Lawyers for Myanmar pro-democracy leader Aung San Suu Kyi say they will lodge an appeal today against her conviction.
Suu Kyi to appeal
Lawyers for Myanmar pro-democracy icon Aung San Suu Kyi said they would lodge an appeal today against her conviction on charges relating to an incident in which an American man swam to her home. The Nobel laureate was ordered to spend 18 more months under house arrest after a court on August 11 found her guilty of breaking security laws by giving shelter to US national John Yettaw at her lakeside residence.
"We will submit the appeal this afternoon. Aung San Suu Kyi's conviction is not in accordance with the law but we will have to wait to see whether the court agrees to hear the appeal," her main lawyer Kyi Win said. He said the appeal would focus on the fact that a 1974 constitution under which the ruling junta had detained Suu Kyi had been superseded by a new constitution that was approved in a controversial referendum last year.

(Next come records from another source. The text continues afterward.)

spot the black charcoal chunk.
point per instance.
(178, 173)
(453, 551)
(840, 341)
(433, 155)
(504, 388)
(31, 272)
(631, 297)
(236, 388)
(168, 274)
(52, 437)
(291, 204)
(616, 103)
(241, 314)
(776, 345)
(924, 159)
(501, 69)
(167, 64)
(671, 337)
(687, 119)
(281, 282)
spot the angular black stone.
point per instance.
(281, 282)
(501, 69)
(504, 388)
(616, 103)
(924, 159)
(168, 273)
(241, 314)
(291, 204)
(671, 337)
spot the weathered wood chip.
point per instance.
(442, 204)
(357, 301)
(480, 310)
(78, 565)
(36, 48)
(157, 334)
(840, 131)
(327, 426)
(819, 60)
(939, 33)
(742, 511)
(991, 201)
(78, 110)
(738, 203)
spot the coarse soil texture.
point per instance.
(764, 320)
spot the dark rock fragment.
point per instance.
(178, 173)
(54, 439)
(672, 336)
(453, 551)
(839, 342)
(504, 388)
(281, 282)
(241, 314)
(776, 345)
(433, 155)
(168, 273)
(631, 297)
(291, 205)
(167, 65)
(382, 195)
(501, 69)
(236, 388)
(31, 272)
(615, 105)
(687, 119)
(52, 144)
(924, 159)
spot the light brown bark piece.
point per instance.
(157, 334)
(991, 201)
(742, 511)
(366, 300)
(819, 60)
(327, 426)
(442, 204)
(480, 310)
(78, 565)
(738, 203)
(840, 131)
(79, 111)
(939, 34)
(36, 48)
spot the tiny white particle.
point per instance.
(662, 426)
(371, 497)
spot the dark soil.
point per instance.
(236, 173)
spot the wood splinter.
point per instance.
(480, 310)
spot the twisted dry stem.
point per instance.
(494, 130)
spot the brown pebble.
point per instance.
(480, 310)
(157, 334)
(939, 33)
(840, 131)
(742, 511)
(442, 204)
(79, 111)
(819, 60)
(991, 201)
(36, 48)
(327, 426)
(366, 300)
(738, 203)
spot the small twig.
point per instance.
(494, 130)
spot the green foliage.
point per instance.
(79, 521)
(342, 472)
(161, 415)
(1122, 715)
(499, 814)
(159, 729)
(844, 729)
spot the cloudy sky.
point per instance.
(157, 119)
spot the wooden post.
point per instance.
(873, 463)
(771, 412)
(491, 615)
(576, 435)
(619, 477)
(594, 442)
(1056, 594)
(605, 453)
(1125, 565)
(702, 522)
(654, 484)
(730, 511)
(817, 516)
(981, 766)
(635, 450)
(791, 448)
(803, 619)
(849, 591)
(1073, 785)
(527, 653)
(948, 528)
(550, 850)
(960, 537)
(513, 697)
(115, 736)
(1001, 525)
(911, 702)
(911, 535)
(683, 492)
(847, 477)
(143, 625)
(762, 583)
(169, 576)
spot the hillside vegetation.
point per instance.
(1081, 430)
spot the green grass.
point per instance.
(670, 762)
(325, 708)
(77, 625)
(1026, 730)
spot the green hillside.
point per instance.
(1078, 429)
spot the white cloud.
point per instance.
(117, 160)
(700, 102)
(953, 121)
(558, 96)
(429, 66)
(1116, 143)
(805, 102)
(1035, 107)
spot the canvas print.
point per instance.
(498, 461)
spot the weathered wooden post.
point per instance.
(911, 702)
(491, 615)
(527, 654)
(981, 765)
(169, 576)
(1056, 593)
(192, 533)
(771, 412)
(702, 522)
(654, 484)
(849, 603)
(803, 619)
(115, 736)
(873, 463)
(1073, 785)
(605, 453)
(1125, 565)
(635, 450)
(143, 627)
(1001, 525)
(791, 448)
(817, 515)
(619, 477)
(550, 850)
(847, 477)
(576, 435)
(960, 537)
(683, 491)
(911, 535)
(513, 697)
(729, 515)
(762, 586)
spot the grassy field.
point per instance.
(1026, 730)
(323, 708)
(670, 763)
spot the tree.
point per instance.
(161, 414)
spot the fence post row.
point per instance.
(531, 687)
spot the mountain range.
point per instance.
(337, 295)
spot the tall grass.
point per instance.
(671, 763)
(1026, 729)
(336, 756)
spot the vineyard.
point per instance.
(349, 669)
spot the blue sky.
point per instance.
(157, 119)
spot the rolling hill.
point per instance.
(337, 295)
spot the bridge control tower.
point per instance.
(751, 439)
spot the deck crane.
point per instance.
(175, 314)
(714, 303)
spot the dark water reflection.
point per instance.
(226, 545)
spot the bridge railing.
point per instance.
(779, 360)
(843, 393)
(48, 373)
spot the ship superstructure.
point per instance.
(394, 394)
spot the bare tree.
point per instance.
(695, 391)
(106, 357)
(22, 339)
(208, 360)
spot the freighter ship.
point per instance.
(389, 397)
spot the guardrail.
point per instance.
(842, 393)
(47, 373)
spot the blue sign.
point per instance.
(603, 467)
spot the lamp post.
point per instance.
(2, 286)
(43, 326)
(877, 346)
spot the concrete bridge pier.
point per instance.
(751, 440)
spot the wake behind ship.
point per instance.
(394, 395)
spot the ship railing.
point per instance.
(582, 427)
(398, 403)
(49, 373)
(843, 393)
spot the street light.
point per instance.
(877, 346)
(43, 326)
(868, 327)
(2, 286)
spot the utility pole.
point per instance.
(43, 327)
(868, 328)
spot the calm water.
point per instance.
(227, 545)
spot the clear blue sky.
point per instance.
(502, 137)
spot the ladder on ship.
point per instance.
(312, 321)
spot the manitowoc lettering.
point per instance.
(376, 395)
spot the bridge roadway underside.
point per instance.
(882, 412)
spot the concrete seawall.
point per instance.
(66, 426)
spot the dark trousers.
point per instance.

"Altogether there are 11 reasons for the appeal, but the main thing we will point out is about the constitution," Kyi Win said. The 64-year-old Suu Kyi had insisted on her innocence during the trial held at Yangon's notorious Insein Prison, saying that she allowed former military veteran Mr Yettaw to stay for two nights at her home because he was ill. Mr Yettaw was sentenced to seven years' hard labour for the stunt in early May but was freed after a visit by US senator Jim Webb last month, on what the regime said were compassionate grounds because of health problems.